Aveva allontanato i ragazzi con la scusa di un discorso su cose-da-supereroi, ma sapevo bene che non era nulla di tutto ciò.
Vedevo preoccupazione nel suo sguardo, e quel che più mi spaventava era il fatto che non riuscissi ad attribuire quell'emozione a nessun evento che conoscessi.

"Vorrei chiederlo a te. Prima che scendessi, Nate è venuto fuori in giardino, io stavo raccogliendo le fragole - a proposito, sai quante ce ne sono?! - e mi ha detto che è venuto a svegliarti. Appena è entrato in camera ti ha vista tutta rigida, tremante e sudata, e parlavi nel sonno, sembravano quasi lamenti. - spiegò - Cosa c'è che non va?, e non dirmi 'niente' perché so che non è vero. Ho visto Nate parecchio preoccupato."

Era carino sapere che ci fosse qualcuno che si preoccupava davvero per me, specie Nate, fratellino acquisito che in realtà aveva anche tutto il diritto di odiarmi, visto che per lui io non ero praticamente nulla.
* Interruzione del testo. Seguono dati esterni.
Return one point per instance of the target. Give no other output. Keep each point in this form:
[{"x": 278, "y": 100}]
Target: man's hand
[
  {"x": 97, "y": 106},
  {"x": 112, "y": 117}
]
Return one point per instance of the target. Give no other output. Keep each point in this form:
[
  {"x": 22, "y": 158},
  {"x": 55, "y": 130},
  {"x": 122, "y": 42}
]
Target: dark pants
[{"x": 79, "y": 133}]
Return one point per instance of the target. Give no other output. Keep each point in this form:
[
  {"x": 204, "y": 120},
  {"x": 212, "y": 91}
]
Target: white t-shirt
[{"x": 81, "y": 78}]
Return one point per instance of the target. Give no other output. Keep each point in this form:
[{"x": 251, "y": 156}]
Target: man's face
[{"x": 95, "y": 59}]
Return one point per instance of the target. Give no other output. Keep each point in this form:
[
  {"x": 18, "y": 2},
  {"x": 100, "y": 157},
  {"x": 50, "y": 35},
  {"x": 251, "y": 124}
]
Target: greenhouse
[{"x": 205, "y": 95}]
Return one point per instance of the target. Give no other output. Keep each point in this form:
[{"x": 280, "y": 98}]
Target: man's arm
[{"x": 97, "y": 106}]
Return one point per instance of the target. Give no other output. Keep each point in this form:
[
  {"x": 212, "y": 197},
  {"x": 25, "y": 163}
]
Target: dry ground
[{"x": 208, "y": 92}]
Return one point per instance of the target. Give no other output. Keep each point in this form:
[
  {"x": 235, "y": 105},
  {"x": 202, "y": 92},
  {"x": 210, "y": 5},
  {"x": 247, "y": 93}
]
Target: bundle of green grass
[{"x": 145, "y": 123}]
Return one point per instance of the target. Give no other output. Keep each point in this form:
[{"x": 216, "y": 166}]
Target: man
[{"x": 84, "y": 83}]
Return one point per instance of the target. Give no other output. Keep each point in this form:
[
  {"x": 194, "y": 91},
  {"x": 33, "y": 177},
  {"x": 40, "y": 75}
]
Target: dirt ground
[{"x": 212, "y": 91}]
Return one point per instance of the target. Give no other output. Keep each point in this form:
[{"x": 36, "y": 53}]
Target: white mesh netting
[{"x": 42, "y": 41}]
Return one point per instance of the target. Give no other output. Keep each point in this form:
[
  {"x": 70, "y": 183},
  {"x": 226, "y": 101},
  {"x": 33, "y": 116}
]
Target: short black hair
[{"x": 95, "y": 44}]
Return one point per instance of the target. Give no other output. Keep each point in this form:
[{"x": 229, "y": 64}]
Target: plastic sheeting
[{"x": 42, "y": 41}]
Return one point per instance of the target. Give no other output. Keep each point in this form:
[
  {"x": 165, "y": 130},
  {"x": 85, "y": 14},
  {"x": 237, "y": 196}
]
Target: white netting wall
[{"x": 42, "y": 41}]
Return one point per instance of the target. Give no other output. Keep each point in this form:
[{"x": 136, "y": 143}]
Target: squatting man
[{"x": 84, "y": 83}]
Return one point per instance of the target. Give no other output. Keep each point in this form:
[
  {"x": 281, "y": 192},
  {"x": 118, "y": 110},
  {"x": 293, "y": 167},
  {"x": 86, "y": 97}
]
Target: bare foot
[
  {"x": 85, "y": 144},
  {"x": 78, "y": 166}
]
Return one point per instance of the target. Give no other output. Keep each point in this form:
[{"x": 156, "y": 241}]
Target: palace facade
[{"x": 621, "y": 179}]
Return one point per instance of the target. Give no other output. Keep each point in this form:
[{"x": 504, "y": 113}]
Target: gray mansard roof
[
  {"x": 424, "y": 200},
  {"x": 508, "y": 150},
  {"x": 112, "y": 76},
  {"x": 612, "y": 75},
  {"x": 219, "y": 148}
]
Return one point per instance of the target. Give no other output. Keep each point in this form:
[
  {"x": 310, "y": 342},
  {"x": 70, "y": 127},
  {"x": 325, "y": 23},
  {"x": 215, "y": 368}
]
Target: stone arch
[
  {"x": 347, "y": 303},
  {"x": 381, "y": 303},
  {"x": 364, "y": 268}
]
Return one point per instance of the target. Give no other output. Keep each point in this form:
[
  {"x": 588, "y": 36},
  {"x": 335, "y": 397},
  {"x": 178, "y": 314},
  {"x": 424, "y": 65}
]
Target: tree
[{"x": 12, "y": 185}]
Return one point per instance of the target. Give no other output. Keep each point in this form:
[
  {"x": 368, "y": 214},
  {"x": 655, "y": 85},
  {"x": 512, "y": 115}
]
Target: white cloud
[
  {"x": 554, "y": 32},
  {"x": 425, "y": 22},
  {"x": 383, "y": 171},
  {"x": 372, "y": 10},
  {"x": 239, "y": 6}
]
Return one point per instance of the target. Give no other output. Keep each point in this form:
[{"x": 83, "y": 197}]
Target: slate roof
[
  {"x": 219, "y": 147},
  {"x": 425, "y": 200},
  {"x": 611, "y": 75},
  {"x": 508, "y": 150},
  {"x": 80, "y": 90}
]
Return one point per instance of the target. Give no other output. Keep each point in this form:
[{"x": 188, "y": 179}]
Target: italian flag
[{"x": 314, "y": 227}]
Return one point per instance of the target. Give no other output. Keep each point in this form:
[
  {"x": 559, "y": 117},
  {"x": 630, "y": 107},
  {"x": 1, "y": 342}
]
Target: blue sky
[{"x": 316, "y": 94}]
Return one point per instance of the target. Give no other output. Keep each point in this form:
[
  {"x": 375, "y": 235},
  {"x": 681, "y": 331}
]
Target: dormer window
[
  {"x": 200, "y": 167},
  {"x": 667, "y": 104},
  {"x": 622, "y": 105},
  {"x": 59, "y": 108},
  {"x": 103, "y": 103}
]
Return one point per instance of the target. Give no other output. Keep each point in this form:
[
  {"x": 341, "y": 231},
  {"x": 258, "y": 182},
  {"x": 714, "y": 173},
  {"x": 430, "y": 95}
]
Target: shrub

Ma sapere che stavo spaventando la famiglia Barton non era carino e non mi faceva piacere. Per niente.

Sospirai.
"Scusa se non te l'ho mai detto prima, ma... pensavo di potermela cavare. Dopotutto, non è nulla di che. Non volevo darti ulteriori pensieri. Sei sempre così disponibile con me, e anche Laura... mi ospitate, mi lasciare andare dove mi pare - da Pete, da Amélie, da Theo e da Wanda - come se..."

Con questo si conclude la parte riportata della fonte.